Plan for the Day
- Election Day tomorrow–get out and do your civic duty (if you haven’t already)
- Social Construction of Sexuality–Wednesday, 10/30
- Hank Green’s An Absolutely Remarkable Thing (time permitting)
- ENGL/AMST 3050 “Science Fiction and American Culture”
- Spring 2025
- Tuesday/Thursday, 1:00pm-2:15pm
Social Media
This week’s Weekly Discussion Post asks you to reflect on how you construct your “self” on social media. When academics started discussion new media, circa 2000, social media wasn’t a thing. There was blogging, but, if someone wanted to reach a lot of people, they had to go through the newspager (c.f. Theodore “Ted” Kaczynski). Now, virtually (pun intended) anyone can reach millions of people through social media; however, as our previous reading (Curran, Fenton, Freedman) explained, not everyone has the same reach, number of followers, or popularity.
Let’s start by listing social media sites and commenting on their purposes. After all, some are more useful for some activities/discussions than others: Facebook vs Pinterest vs eHarmony.
Hank Green’s An Absolutely Remarkable Thing, pp. 1-118
We’ll most likely not get to this until Wednesday, 11/06, but I’d like to get you thinking about some questions:
- Why is this novel relevant to this semester’s class?
- Do you notice any of April’s personality traits that might signal a social media addiction?
- What makes social media seem addictive? (I realize not all psychological professionals consider social media and video games addictions)
- Gender/sexuality anyone?
- How might this book fit our discussion of postmodern texts?
Random quotes from the first third of the book:
- p. 11: “…fine art is like art that exists for its own sake….Design is art that does something else.

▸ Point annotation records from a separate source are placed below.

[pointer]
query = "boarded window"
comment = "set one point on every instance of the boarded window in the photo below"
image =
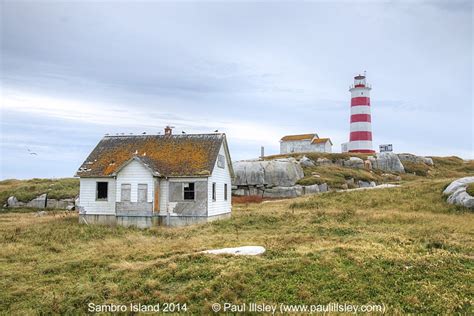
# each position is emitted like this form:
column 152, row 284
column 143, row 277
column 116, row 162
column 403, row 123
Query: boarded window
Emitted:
column 142, row 192
column 213, row 191
column 221, row 161
column 102, row 191
column 188, row 191
column 126, row 192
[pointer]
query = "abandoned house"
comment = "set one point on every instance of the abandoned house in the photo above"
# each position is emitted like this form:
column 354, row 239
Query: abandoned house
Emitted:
column 145, row 180
column 304, row 143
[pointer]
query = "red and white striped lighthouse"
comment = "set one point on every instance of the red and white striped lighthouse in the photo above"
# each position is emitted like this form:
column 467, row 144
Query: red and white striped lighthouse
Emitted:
column 360, row 139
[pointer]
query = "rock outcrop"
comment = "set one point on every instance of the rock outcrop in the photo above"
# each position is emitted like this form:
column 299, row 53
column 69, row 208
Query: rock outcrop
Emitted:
column 38, row 202
column 272, row 178
column 387, row 161
column 416, row 159
column 272, row 173
column 354, row 162
column 457, row 192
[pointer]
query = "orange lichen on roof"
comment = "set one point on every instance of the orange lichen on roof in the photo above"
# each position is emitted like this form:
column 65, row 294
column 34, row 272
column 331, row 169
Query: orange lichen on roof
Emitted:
column 321, row 140
column 176, row 155
column 298, row 137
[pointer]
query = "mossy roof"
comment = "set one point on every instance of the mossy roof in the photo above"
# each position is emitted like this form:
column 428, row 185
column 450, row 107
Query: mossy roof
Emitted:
column 298, row 137
column 165, row 155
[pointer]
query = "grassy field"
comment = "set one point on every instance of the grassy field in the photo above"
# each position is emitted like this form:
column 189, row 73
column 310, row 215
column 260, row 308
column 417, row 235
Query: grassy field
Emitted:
column 26, row 190
column 403, row 247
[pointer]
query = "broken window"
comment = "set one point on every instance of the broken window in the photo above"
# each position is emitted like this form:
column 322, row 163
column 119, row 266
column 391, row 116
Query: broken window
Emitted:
column 126, row 192
column 142, row 192
column 102, row 191
column 213, row 191
column 188, row 191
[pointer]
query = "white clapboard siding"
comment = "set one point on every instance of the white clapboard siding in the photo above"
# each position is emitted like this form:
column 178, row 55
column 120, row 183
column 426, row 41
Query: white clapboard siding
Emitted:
column 87, row 196
column 164, row 192
column 220, row 176
column 135, row 173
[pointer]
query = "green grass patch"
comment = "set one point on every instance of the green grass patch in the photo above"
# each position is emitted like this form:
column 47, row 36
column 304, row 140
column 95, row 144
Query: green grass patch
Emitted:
column 403, row 247
column 470, row 189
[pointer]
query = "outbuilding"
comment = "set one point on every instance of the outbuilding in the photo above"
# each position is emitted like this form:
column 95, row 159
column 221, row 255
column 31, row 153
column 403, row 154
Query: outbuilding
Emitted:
column 304, row 143
column 146, row 180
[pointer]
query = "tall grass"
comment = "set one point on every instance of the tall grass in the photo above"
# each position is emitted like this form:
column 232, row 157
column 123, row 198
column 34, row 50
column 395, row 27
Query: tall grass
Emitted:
column 403, row 247
column 26, row 190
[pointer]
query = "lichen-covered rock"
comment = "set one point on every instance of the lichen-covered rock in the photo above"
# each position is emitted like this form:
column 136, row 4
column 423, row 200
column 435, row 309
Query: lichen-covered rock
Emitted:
column 13, row 202
column 458, row 194
column 60, row 204
column 456, row 184
column 38, row 202
column 354, row 162
column 281, row 192
column 311, row 189
column 278, row 173
column 306, row 162
column 323, row 161
column 387, row 161
column 323, row 187
column 364, row 184
column 416, row 159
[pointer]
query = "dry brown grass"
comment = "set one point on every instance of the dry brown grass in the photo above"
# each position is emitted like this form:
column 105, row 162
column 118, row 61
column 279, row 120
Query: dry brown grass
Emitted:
column 404, row 247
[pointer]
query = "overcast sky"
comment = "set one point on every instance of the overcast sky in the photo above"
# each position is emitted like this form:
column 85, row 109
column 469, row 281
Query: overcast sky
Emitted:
column 71, row 72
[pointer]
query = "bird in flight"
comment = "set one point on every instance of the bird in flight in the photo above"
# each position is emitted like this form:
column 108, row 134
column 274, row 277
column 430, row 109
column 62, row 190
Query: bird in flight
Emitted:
column 31, row 152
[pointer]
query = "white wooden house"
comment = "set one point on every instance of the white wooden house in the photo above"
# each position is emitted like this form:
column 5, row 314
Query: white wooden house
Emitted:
column 146, row 180
column 304, row 143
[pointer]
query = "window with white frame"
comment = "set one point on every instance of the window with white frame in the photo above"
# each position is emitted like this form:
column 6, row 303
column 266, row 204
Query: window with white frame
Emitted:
column 188, row 191
column 142, row 193
column 126, row 192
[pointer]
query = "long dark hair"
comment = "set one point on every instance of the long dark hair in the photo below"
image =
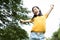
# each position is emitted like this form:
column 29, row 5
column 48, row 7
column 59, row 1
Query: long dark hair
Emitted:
column 40, row 13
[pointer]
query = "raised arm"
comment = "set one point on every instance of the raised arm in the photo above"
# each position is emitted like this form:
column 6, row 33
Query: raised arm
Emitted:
column 24, row 21
column 49, row 11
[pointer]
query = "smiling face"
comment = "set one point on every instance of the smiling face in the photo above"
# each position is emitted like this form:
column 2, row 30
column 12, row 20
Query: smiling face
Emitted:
column 35, row 10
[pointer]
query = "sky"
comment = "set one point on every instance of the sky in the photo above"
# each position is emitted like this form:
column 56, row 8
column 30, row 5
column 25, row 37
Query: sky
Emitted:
column 52, row 22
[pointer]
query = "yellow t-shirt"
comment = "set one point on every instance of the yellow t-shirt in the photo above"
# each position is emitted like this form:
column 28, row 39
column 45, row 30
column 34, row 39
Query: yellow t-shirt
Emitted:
column 39, row 23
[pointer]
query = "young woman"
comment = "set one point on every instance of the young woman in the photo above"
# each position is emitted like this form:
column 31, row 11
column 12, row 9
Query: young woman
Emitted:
column 39, row 21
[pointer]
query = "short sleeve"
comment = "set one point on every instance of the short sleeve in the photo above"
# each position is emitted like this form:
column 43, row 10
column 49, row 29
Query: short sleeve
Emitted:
column 46, row 15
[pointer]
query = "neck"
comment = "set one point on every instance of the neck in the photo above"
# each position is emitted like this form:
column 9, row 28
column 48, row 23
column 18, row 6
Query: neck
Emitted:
column 37, row 13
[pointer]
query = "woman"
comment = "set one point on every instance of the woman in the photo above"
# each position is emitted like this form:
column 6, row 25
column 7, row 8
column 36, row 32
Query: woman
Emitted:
column 39, row 23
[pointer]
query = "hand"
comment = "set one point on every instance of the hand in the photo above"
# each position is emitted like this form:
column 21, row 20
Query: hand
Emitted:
column 22, row 21
column 52, row 6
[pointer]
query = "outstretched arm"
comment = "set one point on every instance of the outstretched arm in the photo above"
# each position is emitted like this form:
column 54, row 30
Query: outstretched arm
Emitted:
column 52, row 6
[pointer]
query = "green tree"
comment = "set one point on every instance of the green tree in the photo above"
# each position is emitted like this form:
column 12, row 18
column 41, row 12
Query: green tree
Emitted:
column 11, row 11
column 56, row 35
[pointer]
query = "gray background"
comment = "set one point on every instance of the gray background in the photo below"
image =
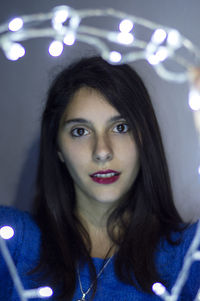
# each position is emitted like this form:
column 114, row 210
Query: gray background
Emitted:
column 23, row 86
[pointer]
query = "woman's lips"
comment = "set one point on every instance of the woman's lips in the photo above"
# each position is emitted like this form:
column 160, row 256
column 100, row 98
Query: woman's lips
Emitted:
column 105, row 176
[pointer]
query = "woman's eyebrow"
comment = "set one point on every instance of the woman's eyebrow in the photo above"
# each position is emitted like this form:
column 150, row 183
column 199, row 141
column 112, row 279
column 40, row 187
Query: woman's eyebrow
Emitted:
column 86, row 121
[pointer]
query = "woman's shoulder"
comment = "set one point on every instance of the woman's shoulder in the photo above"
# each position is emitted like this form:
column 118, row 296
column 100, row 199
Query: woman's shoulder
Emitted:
column 26, row 232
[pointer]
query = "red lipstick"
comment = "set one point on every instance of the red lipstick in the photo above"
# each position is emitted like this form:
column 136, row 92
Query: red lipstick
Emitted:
column 111, row 176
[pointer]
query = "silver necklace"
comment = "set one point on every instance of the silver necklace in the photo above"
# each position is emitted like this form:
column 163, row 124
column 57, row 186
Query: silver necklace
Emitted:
column 98, row 275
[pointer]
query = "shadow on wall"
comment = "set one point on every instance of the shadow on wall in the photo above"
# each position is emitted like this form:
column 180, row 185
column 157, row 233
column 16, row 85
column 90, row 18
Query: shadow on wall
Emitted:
column 26, row 187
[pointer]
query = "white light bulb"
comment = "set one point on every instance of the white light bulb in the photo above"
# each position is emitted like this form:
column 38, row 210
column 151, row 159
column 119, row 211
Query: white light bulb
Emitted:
column 16, row 24
column 194, row 100
column 6, row 232
column 45, row 291
column 60, row 16
column 159, row 36
column 161, row 53
column 15, row 51
column 69, row 39
column 115, row 56
column 196, row 255
column 153, row 59
column 126, row 26
column 158, row 289
column 174, row 39
column 125, row 38
column 56, row 48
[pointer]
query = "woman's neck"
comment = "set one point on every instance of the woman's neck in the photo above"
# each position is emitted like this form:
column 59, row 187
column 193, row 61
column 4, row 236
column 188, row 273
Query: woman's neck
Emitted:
column 94, row 219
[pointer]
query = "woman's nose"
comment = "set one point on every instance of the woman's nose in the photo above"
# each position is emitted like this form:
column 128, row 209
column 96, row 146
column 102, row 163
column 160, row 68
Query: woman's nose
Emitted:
column 102, row 150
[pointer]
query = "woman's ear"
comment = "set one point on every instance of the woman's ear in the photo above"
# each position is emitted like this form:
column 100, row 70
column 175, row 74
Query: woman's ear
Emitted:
column 60, row 155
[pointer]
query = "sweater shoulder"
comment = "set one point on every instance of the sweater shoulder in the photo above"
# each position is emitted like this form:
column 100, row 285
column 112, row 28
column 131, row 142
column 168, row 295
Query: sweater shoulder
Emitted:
column 26, row 232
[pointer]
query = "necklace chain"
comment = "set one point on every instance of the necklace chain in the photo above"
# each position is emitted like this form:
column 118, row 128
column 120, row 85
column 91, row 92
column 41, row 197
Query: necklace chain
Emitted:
column 98, row 275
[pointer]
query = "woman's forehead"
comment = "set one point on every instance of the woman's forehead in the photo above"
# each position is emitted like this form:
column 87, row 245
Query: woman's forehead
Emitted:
column 88, row 102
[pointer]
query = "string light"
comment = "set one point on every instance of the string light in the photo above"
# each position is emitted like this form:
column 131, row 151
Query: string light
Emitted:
column 159, row 289
column 125, row 38
column 69, row 39
column 174, row 39
column 15, row 51
column 7, row 232
column 56, row 48
column 69, row 32
column 162, row 45
column 126, row 26
column 159, row 36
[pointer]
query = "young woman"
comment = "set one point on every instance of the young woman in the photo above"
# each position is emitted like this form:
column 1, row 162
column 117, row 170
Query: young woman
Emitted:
column 105, row 227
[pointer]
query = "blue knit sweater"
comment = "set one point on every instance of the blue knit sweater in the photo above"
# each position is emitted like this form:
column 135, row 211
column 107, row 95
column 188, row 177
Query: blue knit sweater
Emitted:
column 25, row 249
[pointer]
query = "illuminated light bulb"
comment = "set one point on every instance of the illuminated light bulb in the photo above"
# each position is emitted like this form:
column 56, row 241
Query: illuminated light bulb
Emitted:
column 69, row 39
column 115, row 56
column 56, row 48
column 16, row 24
column 174, row 39
column 126, row 26
column 125, row 38
column 159, row 36
column 15, row 51
column 159, row 56
column 194, row 100
column 6, row 232
column 162, row 53
column 45, row 291
column 61, row 15
column 153, row 59
column 158, row 289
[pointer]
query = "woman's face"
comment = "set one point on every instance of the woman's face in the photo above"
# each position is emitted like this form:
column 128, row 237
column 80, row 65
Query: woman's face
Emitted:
column 98, row 148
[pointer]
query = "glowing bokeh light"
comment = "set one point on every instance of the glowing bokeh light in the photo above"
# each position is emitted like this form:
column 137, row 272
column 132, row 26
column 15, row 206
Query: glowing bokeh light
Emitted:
column 15, row 24
column 15, row 52
column 126, row 26
column 115, row 56
column 45, row 291
column 69, row 39
column 159, row 36
column 158, row 289
column 194, row 100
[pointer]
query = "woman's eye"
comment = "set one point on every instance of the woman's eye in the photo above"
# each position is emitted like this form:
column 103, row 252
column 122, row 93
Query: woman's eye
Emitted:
column 121, row 128
column 78, row 132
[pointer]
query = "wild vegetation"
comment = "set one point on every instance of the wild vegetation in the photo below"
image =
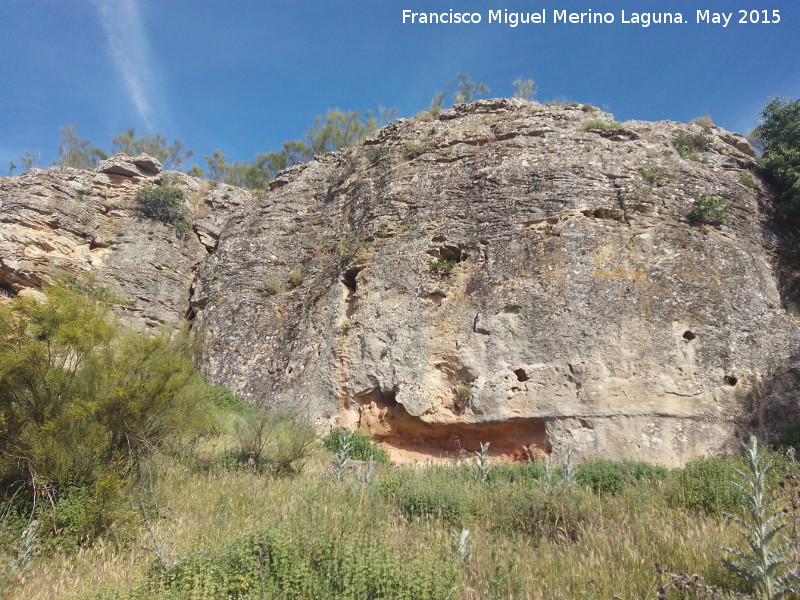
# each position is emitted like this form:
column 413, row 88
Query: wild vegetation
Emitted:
column 779, row 138
column 125, row 476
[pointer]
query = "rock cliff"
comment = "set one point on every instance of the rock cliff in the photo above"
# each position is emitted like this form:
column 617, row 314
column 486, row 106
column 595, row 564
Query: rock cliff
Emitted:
column 505, row 272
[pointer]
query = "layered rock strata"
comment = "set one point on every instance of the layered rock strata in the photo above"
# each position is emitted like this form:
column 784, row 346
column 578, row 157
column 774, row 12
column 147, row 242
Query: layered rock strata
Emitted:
column 503, row 272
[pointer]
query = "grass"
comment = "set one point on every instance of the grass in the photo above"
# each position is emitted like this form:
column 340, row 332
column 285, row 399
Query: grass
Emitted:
column 711, row 210
column 691, row 145
column 399, row 535
column 599, row 125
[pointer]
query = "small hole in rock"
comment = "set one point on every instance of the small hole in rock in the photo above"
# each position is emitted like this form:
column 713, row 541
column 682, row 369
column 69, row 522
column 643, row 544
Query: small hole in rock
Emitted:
column 349, row 278
column 521, row 374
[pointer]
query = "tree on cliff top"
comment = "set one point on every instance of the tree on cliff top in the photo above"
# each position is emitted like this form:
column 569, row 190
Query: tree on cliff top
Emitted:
column 780, row 163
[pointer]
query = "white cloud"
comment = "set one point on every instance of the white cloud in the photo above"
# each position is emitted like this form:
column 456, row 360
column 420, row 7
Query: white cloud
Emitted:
column 130, row 52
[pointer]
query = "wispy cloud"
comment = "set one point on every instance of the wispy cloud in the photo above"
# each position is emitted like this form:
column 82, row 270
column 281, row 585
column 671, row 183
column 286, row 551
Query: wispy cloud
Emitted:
column 130, row 52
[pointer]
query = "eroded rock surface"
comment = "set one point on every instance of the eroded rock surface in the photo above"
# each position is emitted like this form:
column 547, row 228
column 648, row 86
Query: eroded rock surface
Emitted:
column 63, row 221
column 505, row 273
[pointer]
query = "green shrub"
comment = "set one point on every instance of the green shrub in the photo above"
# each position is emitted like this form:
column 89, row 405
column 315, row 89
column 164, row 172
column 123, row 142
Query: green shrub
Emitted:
column 609, row 476
column 530, row 471
column 442, row 266
column 654, row 174
column 82, row 401
column 598, row 124
column 432, row 496
column 164, row 204
column 747, row 180
column 690, row 145
column 707, row 484
column 298, row 565
column 604, row 213
column 711, row 210
column 779, row 134
column 361, row 447
column 412, row 150
column 273, row 442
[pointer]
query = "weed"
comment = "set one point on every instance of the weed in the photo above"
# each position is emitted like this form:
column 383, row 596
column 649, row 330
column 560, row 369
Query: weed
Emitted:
column 443, row 267
column 164, row 204
column 747, row 180
column 711, row 210
column 706, row 122
column 374, row 155
column 600, row 212
column 484, row 466
column 27, row 550
column 271, row 286
column 360, row 447
column 654, row 175
column 412, row 150
column 762, row 567
column 463, row 393
column 342, row 456
column 294, row 279
column 690, row 145
column 597, row 124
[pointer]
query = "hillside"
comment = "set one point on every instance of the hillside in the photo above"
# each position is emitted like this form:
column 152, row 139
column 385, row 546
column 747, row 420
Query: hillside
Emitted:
column 509, row 272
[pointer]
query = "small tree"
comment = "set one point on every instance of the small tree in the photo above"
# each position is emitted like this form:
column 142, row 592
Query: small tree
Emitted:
column 460, row 89
column 524, row 88
column 77, row 153
column 711, row 210
column 164, row 204
column 763, row 565
column 171, row 156
column 779, row 135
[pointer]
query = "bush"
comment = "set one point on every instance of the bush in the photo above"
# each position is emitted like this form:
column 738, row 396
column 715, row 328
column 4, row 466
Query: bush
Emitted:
column 598, row 124
column 708, row 484
column 604, row 213
column 432, row 496
column 530, row 471
column 82, row 401
column 412, row 150
column 711, row 210
column 273, row 442
column 442, row 266
column 690, row 145
column 654, row 175
column 747, row 180
column 286, row 563
column 779, row 134
column 164, row 204
column 361, row 447
column 609, row 476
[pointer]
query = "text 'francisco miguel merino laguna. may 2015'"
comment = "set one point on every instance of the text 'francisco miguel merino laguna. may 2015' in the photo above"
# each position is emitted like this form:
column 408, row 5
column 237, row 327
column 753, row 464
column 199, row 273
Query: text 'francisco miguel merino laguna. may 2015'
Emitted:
column 590, row 17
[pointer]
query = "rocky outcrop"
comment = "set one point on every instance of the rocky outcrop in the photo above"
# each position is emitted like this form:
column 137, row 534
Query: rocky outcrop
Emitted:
column 504, row 272
column 510, row 273
column 64, row 221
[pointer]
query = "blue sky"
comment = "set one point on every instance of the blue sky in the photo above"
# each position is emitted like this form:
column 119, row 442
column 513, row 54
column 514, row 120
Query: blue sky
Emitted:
column 245, row 76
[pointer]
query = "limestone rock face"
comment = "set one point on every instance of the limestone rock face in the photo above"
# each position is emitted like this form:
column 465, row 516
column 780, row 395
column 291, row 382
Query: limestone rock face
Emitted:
column 511, row 273
column 506, row 272
column 62, row 221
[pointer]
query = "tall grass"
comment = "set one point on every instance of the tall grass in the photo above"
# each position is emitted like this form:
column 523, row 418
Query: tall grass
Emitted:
column 399, row 537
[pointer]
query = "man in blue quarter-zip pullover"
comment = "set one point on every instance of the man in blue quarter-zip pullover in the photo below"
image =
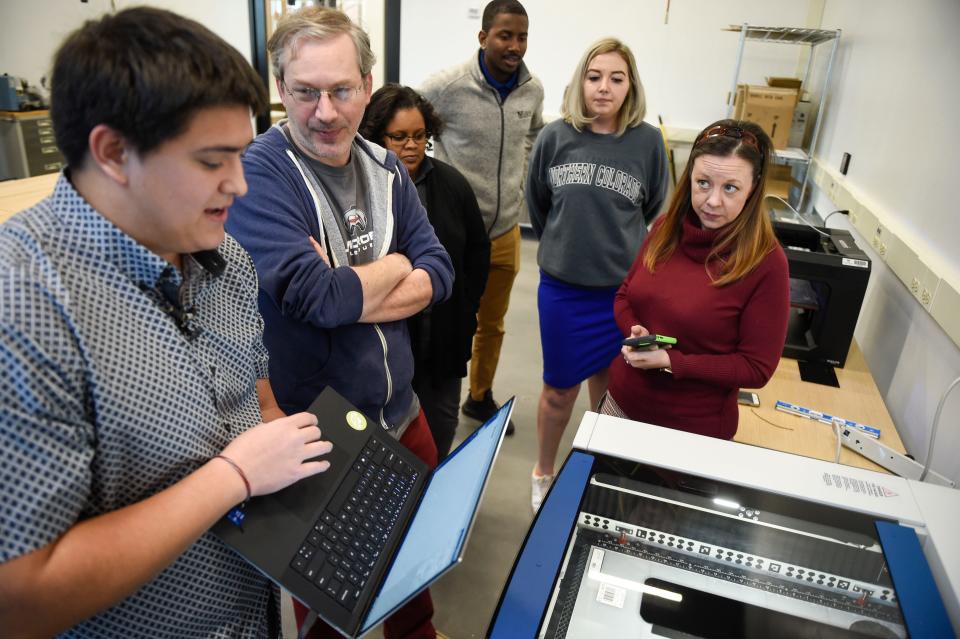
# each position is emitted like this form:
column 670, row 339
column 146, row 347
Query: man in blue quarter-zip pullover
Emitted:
column 492, row 108
column 343, row 248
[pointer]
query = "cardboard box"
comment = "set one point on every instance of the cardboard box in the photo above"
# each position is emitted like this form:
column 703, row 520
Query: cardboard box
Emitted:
column 769, row 107
column 784, row 83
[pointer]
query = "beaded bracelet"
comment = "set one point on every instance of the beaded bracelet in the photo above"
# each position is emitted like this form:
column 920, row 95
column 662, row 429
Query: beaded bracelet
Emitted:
column 239, row 470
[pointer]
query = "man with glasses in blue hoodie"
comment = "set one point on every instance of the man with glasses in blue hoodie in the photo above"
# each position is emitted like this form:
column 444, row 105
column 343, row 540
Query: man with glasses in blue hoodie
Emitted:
column 342, row 246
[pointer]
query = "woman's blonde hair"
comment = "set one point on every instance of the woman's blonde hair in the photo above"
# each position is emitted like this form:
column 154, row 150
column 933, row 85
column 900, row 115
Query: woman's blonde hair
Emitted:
column 742, row 244
column 634, row 106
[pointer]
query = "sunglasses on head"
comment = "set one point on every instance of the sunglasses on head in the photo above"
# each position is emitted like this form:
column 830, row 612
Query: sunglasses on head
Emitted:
column 735, row 132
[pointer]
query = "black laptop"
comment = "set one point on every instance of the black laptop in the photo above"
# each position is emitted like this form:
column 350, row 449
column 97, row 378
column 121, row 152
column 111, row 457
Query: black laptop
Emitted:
column 358, row 541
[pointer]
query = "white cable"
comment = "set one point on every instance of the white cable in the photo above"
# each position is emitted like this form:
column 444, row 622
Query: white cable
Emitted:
column 935, row 427
column 836, row 430
column 797, row 214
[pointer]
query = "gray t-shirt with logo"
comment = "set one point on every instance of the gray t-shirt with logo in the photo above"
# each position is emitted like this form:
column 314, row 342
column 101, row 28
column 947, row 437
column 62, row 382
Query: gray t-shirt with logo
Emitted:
column 347, row 191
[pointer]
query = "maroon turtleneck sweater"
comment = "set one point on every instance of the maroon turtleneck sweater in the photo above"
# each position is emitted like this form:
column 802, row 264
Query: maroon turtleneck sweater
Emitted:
column 727, row 337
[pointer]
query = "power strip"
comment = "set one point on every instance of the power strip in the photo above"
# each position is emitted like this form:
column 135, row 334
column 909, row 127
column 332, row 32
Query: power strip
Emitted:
column 890, row 459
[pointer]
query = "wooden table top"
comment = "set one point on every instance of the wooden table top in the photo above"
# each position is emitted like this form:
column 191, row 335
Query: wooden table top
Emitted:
column 16, row 195
column 857, row 399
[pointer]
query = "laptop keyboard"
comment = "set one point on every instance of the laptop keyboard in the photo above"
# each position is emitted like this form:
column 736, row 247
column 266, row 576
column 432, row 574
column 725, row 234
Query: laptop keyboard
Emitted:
column 344, row 544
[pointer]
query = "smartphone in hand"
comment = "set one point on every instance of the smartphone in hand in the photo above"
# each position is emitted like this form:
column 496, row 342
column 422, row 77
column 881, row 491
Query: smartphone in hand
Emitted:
column 649, row 340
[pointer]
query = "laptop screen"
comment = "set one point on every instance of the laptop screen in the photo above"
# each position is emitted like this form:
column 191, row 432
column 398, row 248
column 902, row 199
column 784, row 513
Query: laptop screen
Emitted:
column 437, row 535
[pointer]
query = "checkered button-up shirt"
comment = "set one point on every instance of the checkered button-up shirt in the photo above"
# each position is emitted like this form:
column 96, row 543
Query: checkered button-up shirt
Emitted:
column 106, row 400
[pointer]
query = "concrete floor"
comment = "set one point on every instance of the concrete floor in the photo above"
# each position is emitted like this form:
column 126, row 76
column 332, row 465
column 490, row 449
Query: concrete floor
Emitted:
column 466, row 597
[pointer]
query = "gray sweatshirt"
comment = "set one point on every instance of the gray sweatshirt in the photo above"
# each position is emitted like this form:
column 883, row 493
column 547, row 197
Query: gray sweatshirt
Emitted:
column 485, row 139
column 590, row 199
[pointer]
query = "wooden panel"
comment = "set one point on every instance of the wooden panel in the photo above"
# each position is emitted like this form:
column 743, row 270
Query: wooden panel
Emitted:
column 16, row 195
column 857, row 399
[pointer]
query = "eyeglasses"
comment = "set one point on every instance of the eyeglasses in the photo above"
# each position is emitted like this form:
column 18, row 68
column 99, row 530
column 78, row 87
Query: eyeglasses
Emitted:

It’s more like visual engineering.”
- Design Discussion (time permitting)
- p. 50: “Like, the average middle-class person in the US is one of the 3 percent richest people in the world. Thus, they’re probably one of the most powerful people in the world.”
- p. 71: “…in creating the April May brand, I was very much creating a new me. You can only do so much pretending before you become the thing you’re pretending to be.”
- p. 102: “I wanted my tweets to be as viral as my first video. I wanted to be in control of the story.”
- Are we ever in control of the story?
- Reader-response theory
Next Class
Keep up or finish reading Hank Green’s An Absolutely Remarkable Thing. We’ll discuss it and scifi in general.